Les différentes études évaluant l'effet du SA dans les affections de la surface oculaire et cette étude en particulier, n'évaluent presque jamais le SA en comparaison à un placebo. Seule l'étude de Tananuvat et al. [25]a comparé, pour chaque patient, l'efficacité du SA d'un côté et du sérum physiologique dans l'oeil controlatéral. Les auteurs ont retrouvé une amélioration de la symptomatologie sans toutefois parvenir à mettre en évidence de différence significative entre les 2 traitements. Il est très difficile de comparer de façon fiable le SA à un autre traitement étant donné les différences de viscosité et d'aspect des 2 solutions. Le problème du suivi thérapeutique reste entier : environ 30 % des patients ont demandé une poursuite de ce traitement mais la quasi totalité des patients a arrêté celui-ci au bout d'un an en raison de la lourdeur des procédures de prélèvement, du manque de souplesse de l'emploi du produit et enfin car ils avaient constaté une réelle amélioration de leur troubles, leur permettant d'alléger les traitements. Nous plaçons donc actuellement cette thérapeutique dans l'arsenal des traitements des formes graves de GS, en particulier lors des crises résistantes aux solutions habituelles mais ce, de façon temporaire (durant 2 à 4 mois).

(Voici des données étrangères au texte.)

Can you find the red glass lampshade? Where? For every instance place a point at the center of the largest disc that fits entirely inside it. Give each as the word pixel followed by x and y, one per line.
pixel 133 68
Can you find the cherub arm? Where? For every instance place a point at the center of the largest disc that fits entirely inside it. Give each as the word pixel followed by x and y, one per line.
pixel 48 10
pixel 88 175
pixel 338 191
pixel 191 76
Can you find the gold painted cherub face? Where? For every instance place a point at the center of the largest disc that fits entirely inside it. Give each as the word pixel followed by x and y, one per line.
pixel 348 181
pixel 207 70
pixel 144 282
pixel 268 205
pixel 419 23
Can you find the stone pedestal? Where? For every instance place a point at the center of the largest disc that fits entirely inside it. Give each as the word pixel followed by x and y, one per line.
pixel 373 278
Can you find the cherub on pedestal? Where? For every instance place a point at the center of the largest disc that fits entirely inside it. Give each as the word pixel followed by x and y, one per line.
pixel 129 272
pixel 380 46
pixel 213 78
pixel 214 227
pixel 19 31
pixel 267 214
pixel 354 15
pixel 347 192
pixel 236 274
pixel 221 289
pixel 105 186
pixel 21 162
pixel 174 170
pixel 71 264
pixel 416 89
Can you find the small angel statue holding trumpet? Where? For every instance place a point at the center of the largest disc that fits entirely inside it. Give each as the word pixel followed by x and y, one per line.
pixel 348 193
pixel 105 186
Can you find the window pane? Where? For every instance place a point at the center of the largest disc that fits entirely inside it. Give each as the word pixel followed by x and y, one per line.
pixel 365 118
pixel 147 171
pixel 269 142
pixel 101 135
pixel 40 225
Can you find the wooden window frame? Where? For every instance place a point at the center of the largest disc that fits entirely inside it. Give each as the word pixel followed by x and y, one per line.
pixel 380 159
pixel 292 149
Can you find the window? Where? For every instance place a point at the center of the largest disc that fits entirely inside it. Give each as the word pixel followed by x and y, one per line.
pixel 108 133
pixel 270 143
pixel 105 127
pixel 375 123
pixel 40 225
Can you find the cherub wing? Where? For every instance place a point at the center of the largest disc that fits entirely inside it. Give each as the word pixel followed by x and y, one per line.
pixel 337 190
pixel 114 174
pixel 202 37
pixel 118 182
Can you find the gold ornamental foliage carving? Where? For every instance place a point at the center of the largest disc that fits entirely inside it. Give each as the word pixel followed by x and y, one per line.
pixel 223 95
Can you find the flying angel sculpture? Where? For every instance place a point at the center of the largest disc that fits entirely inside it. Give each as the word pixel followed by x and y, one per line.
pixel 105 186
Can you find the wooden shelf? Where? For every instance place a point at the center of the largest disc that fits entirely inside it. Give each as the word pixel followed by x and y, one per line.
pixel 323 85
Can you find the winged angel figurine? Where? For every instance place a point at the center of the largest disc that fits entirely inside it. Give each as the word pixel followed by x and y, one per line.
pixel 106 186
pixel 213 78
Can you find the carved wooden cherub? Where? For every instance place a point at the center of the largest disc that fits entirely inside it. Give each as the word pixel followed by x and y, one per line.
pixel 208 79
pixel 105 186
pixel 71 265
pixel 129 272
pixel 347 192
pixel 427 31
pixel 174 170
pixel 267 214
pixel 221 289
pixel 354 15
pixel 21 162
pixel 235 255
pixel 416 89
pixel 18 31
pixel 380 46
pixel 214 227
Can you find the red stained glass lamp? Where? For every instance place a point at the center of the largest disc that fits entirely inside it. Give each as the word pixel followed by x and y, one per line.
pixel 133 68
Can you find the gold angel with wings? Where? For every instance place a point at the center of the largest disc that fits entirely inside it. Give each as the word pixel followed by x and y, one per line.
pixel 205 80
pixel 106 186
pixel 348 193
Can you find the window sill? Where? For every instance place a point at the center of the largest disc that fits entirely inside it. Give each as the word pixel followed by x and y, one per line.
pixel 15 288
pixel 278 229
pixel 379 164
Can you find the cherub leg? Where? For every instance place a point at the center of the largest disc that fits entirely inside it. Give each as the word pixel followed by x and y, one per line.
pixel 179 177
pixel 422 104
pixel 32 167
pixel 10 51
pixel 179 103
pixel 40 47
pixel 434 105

Toutefois, le vide juridique permettant l'emploi de ce traitement reste un frein majeur à la mise en application du SA. Il n'existe, en effet, aucun réglementation pour effectuer ces préparations, même dans le cadre des Établissements de Transfusion Sanguine. L'utilisation du SA relève actuellement de la bonne volonté (ou de l'audace diront certains…) des différents acteurs de santé que sont les ophtalmologistes, les infirmières et les équipes des Centres de Transfusion Sanguine pour réaliser un geste interdit car non codifié. Les pronostics anatomique et fonctionnel de certaines maladies cornéennes comme les syndromes de Stevens-Johnson ou les ulcères lors de certaines polyarthrites rhumatoïdes sont absolument catastrophiques. L'adjonction de SA en association avec les greffes de membrane amniotique et un traitement immunosuppresseur adapté peuvent permettre de résoudre des problèmes qui, autrefois, se soldaient par la perte de l'oeil. Il est donc de notre responsabilité et de celle de nos tutelles de favoriser l'utilisation de ce type de traitement en France.